(Today we premiere a full stream of the new album by Cosmic Atrophy from Biloxi, Mississippi, preceded by an introductory review by Vonlughlio.)
As you, my dear readers, already know by now, my small reviews usually focus on bands in the Brutal Death Metal genre (one of my favorites). Nevertheless, I do like other genres as well, such as Death, Black, Black/Death, and Doom Metal, just to name a few. But when given the opportunity to write for NCS, I wanted to focus on a genre that could use more exposure. Also, Islander and the team of writers do a fantastic job in promoting/writing about all the main genres here.
With that being said, in my time here at NCS I have written about some non-BDM such as Mournful Congregation, whose release last year I was privileged to write a few words about.
This time around I am very fortunate to do a small write up for Cosmic Atrophy‘s sophomore album The Void Engineers. Simply put, it is for me how Progressive Death Metal should sound, and it has impacted me immensely.

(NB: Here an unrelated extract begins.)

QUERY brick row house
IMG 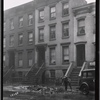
[3,2,35,81]
[3,0,95,85]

This band was founded back in 2008 by Cory Richards (vocals, guitars, bass and drums) and joined by the talented Phil Tougas on lead guitars (Chthe’ilist, Equipose, Eternity’s End, Serocs, First Fragment, Funebrarum and Zealotry). I wasn’t familiar with this project until Mr. Tougas made a FB post about it, and that led me to check out the past releases.
The first album, Codex Incubo, was released back in 2008, and it was a strong debut, showcasing a more technical and straightforward approach than what we have in the new album. It displayed great musicianship from start to finish, the music influenced to some extent my Demilich and sci-fi themes. A solid effort — but that did not prepare me for their sophomore album, which is light-years ahead of its predecessor.

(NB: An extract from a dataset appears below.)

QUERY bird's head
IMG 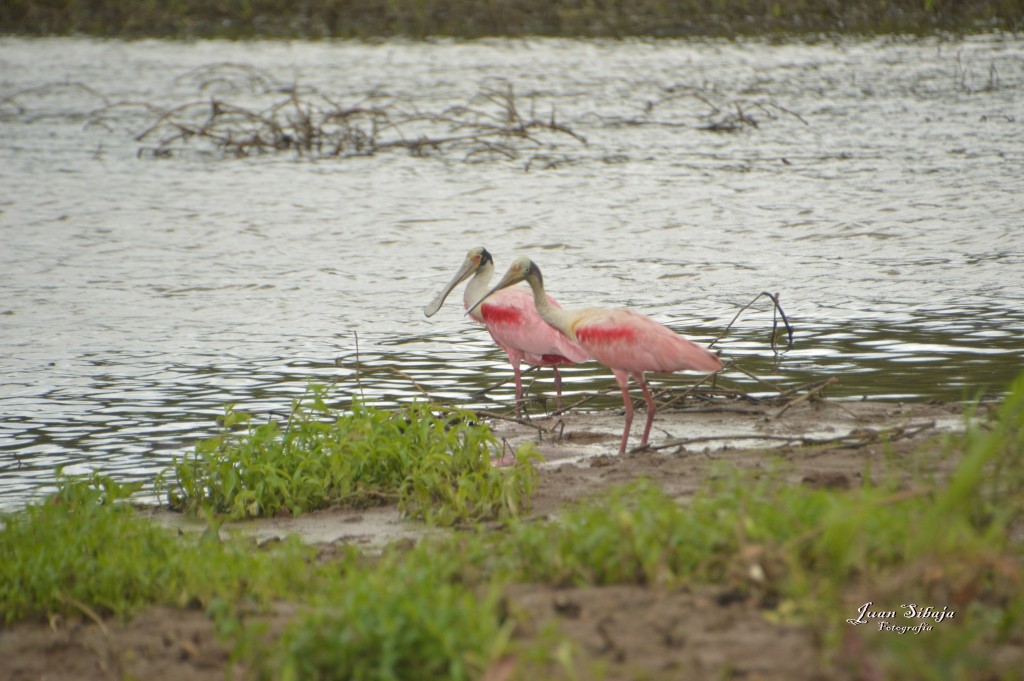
[423,246,495,316]
[466,256,544,314]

The new album is still technically impressive, and reveals songs that were thoughtfully created to keep the listener engaged throughout, from the moment you press play. The songs change as they unfold, with guitar solos often a the main characters for the change. Each song is so well-crafted, and when you read the lyrics, it might be taken for an obscuce sci-fi score.
The production quality enhances the vision that we are in an obscure part of space, and each of the instruments is audible and does not overshadow any of the others; the melody sections are also a major plus. As mention, there is a Demilich influence (at least for me), but the way the band evolved, they have certainly created their own sound and proven a high level of musicianship.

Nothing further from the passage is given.